In this post, I do a deep dive into some of the amazonwebshark WordPress MySQL database tables following the journey of a recent post.
Table of Contents
- Introduction
- WordPress Database 101
- wp_posts
- wp_term_relationships
- wp_term_taxonomy
- wp_terms
- wp_statistics_pages
- Summary
Introduction
In January I used Python and Matplotlib to create some visualisations using the WordPress amazonwebshark MySQL database.
Since then I’ve been doing a lot with Power BI at work, so I’ve created a Power BI connection to the amazonwebshark database to reacquaint myself with some features and experiment with a familiar dataset.
I talked about doing a views analysis in January’s post. While some of the 2022 data is missing, I can still accurately analyse 2023 data. I plan to measure:
- Total views for each post.
- Total views for each category.
I’ll use this post to examine some of the MySQL tables, and link back to it in future analysis posts.
Let’s begin with a brief WordPress database overview.
WordPress Database 101
In this section, I take a high-level view of a typical WordPress database and identify the tables I’ll need.
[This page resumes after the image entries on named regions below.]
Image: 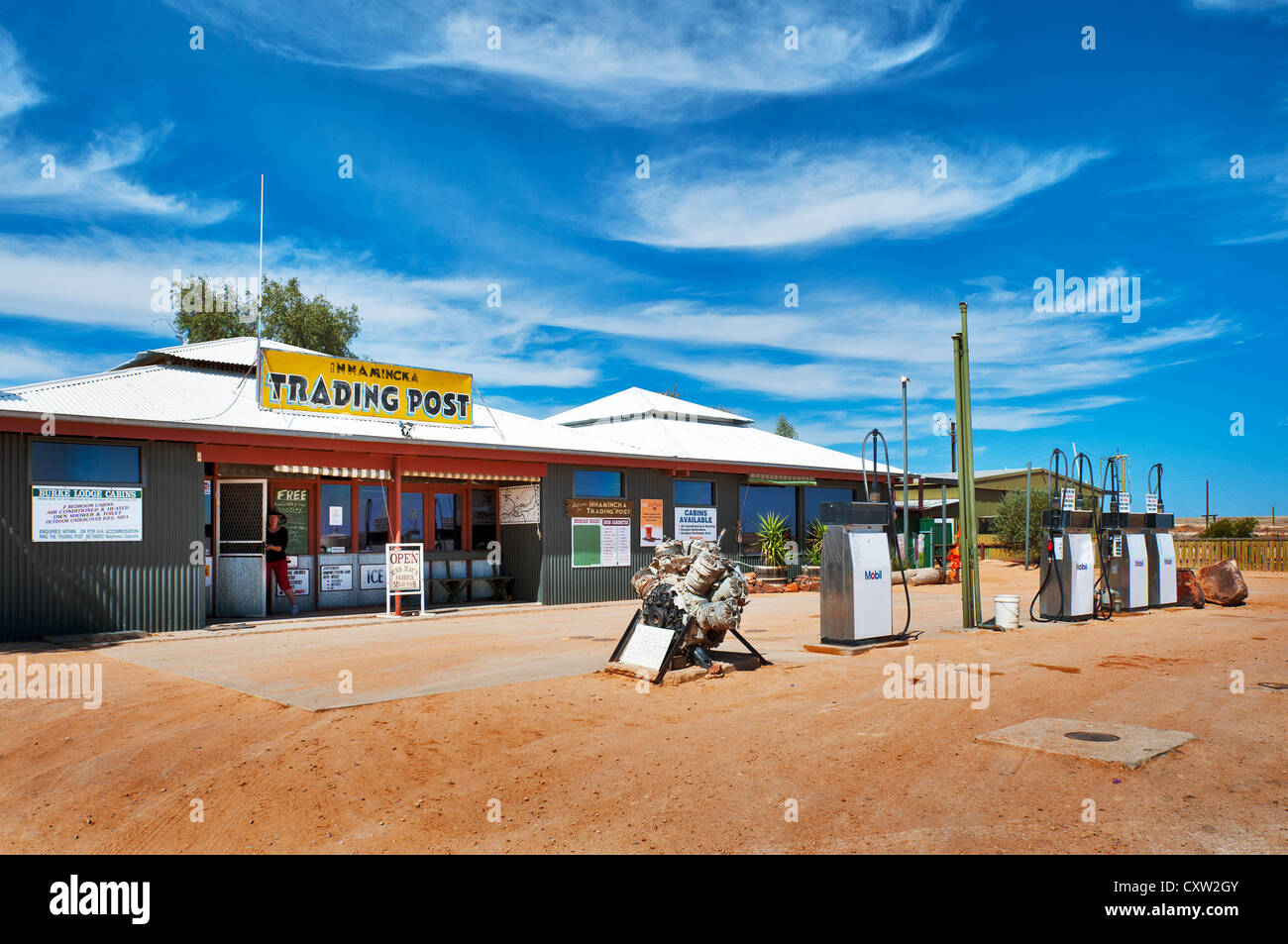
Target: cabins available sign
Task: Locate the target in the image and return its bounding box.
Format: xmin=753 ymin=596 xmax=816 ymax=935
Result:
xmin=31 ymin=485 xmax=143 ymax=541
xmin=259 ymin=348 xmax=474 ymax=426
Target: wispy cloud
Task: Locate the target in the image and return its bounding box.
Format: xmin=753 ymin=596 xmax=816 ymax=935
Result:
xmin=0 ymin=27 xmax=236 ymax=226
xmin=0 ymin=231 xmax=601 ymax=389
xmin=168 ymin=0 xmax=958 ymax=117
xmin=0 ymin=128 xmax=237 ymax=226
xmin=609 ymin=139 xmax=1104 ymax=249
xmin=0 ymin=26 xmax=46 ymax=120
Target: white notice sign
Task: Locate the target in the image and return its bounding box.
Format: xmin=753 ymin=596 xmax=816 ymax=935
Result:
xmin=618 ymin=622 xmax=675 ymax=673
xmin=273 ymin=567 xmax=309 ymax=596
xmin=385 ymin=544 xmax=422 ymax=593
xmin=31 ymin=485 xmax=143 ymax=541
xmin=318 ymin=564 xmax=353 ymax=593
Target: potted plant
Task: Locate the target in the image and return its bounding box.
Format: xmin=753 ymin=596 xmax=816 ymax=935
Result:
xmin=754 ymin=511 xmax=787 ymax=583
xmin=805 ymin=518 xmax=827 ymax=577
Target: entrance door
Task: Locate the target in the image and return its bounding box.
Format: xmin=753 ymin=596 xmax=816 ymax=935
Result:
xmin=425 ymin=488 xmax=469 ymax=551
xmin=215 ymin=479 xmax=268 ymax=617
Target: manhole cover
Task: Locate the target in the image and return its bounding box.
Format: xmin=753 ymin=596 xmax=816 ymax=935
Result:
xmin=1064 ymin=731 xmax=1121 ymax=741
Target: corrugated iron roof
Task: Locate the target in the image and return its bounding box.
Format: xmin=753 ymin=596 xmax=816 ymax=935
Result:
xmin=112 ymin=338 xmax=317 ymax=370
xmin=0 ymin=348 xmax=898 ymax=477
xmin=546 ymin=386 xmax=751 ymax=426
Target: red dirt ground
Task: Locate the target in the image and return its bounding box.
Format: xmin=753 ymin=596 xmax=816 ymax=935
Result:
xmin=0 ymin=564 xmax=1288 ymax=853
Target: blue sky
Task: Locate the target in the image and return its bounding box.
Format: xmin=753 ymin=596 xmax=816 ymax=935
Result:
xmin=0 ymin=0 xmax=1288 ymax=514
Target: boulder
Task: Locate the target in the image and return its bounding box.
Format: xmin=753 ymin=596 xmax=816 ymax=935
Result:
xmin=1199 ymin=561 xmax=1248 ymax=606
xmin=1176 ymin=568 xmax=1207 ymax=609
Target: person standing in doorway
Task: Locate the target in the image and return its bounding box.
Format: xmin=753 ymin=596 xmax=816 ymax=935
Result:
xmin=265 ymin=509 xmax=300 ymax=615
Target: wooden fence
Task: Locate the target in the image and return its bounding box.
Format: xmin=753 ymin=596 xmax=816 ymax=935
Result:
xmin=1176 ymin=537 xmax=1288 ymax=571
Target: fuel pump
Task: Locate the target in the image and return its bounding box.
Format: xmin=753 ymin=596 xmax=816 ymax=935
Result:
xmin=1145 ymin=463 xmax=1176 ymax=606
xmin=819 ymin=429 xmax=912 ymax=645
xmin=1029 ymin=448 xmax=1096 ymax=623
xmin=1100 ymin=456 xmax=1153 ymax=612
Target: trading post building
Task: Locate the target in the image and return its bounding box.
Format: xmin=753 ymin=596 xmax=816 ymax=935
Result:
xmin=0 ymin=338 xmax=896 ymax=641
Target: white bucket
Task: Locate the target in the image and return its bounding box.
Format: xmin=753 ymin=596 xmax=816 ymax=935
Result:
xmin=993 ymin=593 xmax=1020 ymax=630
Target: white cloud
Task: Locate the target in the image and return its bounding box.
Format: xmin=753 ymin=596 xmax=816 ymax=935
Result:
xmin=0 ymin=26 xmax=46 ymax=120
xmin=161 ymin=0 xmax=958 ymax=117
xmin=0 ymin=128 xmax=237 ymax=226
xmin=609 ymin=139 xmax=1103 ymax=249
xmin=0 ymin=231 xmax=601 ymax=391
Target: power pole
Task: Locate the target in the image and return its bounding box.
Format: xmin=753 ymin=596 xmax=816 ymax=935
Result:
xmin=953 ymin=301 xmax=983 ymax=630
xmin=899 ymin=377 xmax=910 ymax=561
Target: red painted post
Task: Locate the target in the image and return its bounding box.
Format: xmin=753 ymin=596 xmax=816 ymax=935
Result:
xmin=387 ymin=456 xmax=402 ymax=615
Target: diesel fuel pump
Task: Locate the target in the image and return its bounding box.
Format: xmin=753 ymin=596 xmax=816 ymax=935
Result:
xmin=819 ymin=429 xmax=912 ymax=647
xmin=1100 ymin=456 xmax=1153 ymax=612
xmin=1145 ymin=463 xmax=1176 ymax=606
xmin=1029 ymin=448 xmax=1096 ymax=623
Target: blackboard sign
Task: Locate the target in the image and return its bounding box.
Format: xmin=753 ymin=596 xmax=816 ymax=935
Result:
xmin=273 ymin=488 xmax=313 ymax=554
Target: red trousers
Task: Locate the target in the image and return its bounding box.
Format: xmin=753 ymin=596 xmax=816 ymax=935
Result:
xmin=265 ymin=561 xmax=291 ymax=592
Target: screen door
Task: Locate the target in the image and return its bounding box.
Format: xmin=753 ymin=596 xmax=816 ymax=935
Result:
xmin=215 ymin=479 xmax=268 ymax=617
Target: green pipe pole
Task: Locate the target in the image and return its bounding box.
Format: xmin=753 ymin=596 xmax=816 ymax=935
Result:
xmin=953 ymin=332 xmax=974 ymax=630
xmin=957 ymin=301 xmax=983 ymax=628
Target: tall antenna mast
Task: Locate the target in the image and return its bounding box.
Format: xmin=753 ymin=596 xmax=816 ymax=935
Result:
xmin=255 ymin=174 xmax=265 ymax=380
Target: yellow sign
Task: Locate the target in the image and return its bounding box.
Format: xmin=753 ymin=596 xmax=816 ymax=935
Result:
xmin=259 ymin=348 xmax=474 ymax=426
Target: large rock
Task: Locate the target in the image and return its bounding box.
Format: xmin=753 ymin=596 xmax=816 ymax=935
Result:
xmin=1176 ymin=568 xmax=1207 ymax=609
xmin=1199 ymin=561 xmax=1248 ymax=606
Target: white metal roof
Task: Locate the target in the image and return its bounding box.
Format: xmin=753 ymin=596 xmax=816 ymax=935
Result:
xmin=546 ymin=386 xmax=752 ymax=426
xmin=548 ymin=419 xmax=899 ymax=477
xmin=112 ymin=338 xmax=317 ymax=370
xmin=0 ymin=338 xmax=898 ymax=477
xmin=0 ymin=361 xmax=639 ymax=455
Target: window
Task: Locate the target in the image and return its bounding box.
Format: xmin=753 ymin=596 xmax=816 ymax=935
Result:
xmin=572 ymin=469 xmax=626 ymax=498
xmin=675 ymin=480 xmax=716 ymax=505
xmin=31 ymin=442 xmax=143 ymax=485
xmin=402 ymin=492 xmax=425 ymax=544
xmin=805 ymin=488 xmax=854 ymax=531
xmin=434 ymin=492 xmax=461 ymax=551
xmin=471 ymin=488 xmax=496 ymax=551
xmin=738 ymin=485 xmax=800 ymax=554
xmin=358 ymin=485 xmax=389 ymax=551
xmin=318 ymin=481 xmax=353 ymax=554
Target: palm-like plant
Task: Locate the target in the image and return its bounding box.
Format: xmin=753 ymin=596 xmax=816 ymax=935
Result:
xmin=755 ymin=511 xmax=787 ymax=567
xmin=805 ymin=518 xmax=827 ymax=567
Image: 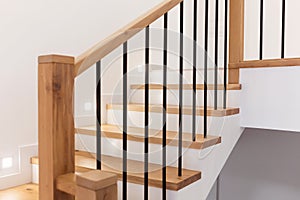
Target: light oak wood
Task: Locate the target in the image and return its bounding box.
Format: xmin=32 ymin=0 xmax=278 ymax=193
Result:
xmin=228 ymin=0 xmax=245 ymax=84
xmin=56 ymin=170 xmax=118 ymax=200
xmin=33 ymin=151 xmax=201 ymax=191
xmin=38 ymin=55 xmax=75 ymax=200
xmin=106 ymin=104 xmax=240 ymax=117
xmin=0 ymin=184 xmax=39 ymax=200
xmin=56 ymin=173 xmax=77 ymax=196
xmin=76 ymin=184 xmax=118 ymax=200
xmin=76 ymin=170 xmax=118 ymax=200
xmin=130 ymin=84 xmax=242 ymax=90
xmin=75 ymin=0 xmax=183 ymax=75
xmin=230 ymin=58 xmax=300 ymax=68
xmin=76 ymin=125 xmax=221 ymax=149
xmin=38 ymin=54 xmax=75 ymax=65
xmin=76 ymin=170 xmax=118 ymax=191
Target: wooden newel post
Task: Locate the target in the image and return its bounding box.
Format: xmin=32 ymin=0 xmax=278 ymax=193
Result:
xmin=228 ymin=0 xmax=244 ymax=84
xmin=76 ymin=170 xmax=118 ymax=200
xmin=38 ymin=55 xmax=75 ymax=200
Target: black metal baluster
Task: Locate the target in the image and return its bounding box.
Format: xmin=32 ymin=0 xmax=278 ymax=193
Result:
xmin=96 ymin=61 xmax=101 ymax=170
xmin=123 ymin=42 xmax=128 ymax=200
xmin=192 ymin=0 xmax=198 ymax=141
xmin=162 ymin=13 xmax=168 ymax=200
xmin=214 ymin=0 xmax=219 ymax=110
xmin=203 ymin=0 xmax=209 ymax=138
xmin=223 ymin=0 xmax=228 ymax=109
xmin=281 ymin=0 xmax=286 ymax=58
xmin=259 ymin=0 xmax=264 ymax=60
xmin=144 ymin=26 xmax=149 ymax=200
xmin=178 ymin=1 xmax=184 ymax=176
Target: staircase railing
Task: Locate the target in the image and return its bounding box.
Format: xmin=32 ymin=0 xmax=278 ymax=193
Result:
xmin=229 ymin=0 xmax=300 ymax=70
xmin=39 ymin=0 xmax=236 ymax=200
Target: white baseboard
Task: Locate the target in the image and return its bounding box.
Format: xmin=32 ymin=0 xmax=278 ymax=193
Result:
xmin=0 ymin=144 xmax=38 ymax=190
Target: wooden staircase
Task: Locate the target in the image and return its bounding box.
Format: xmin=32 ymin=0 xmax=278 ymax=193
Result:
xmin=32 ymin=0 xmax=246 ymax=200
xmin=31 ymin=151 xmax=201 ymax=191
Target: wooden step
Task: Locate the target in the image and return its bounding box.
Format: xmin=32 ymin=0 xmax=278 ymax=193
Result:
xmin=76 ymin=124 xmax=221 ymax=149
xmin=130 ymin=84 xmax=242 ymax=90
xmin=31 ymin=151 xmax=201 ymax=191
xmin=106 ymin=104 xmax=240 ymax=117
There’s plenty of great documentation online about typical WordPress installations. I’m particularly keen on The Ultimate Developer’s Guide to the WordPress Database by DeliciousBrains, which includes an in-depth tour of the various tables.
As for table relationships, this WordPress ERD shows object names, primary keys and relationship types:
I’ll be concentrating on these WordPress tables:
And the wp_statistics_pages
table used by WPStatistics.
I’ll examine each table in the context of a recent post: DBeaver OpenAI ChatGPT Integration.
wp_posts
In this section of my WordPress database deep dive, I examine the most important WordPress database table: wp_posts
.
Table Purpose
WordPress uses wp_posts
to manage a site’s content. Each row in the table is an event relating to a piece of content, like a post, page or attachment. Examples of these events in the context of a blog post are:
- Creating A New Draft: A new row is created with a
post_status
of draft. This row is the parent of all future activity for the blog post.
- Updating A Draft: A new row is created with details of the update. The new row’s
post_parent
is set to the initial post’s ID.
- Publishing A Draft: The initial row’s
post_status
is changed to publish, and thepost_date
is changed to the publication date. WordPress finds revisions to the post by filtering rows with apost_parent
matching the initial row’sID
.
Post Journey
Let’s start by finding DBeaver OpenAI ChatGPT Integration‘s parent row
, which is its earliest record. The following query finds rows where the post_title
is DBeaver OpenAI ChatGPT Integration, then orders by ID
and returns the first result.
SELECT
id,
post_date,
post_title,
post_status,
post_name,
post_parent,
post_type
FROM
`wp_posts`
WHERE
post_title = 'DBeaver OpenAI ChatGPT Integration'
ORDER BY
id
LIMIT
1
Note that I order by ID
, not post_date
. The publication process changes the parent post’s post_date
, so I must use ID
to find the earliest post.
This record is returned:
Name | Value |
---|---|
ID | 1902 |
post_date | 2023-02-19 20:28:22 |
post_title | DBeaver OpenAI ChatGPT Integration |
post_status | publish |
post_name | dbeaver-openai-chatgpt-integration |
post_parent | 0 |
post_type | post |
So the DBeaver OpenAI ChatGPT Integration parent row is ID
1902. I can use this to count the number of changes to this post by searching for wp_posts
rows with a post_parent
of 1902:
SELECT
COUNT(*)
FROM
`wp_posts`
WHERE
post_parent = 1902
81 rows are returned:
Name |Value|
--------+-----+
COUNT(*)|81 |
Now let’s examine these results more closely.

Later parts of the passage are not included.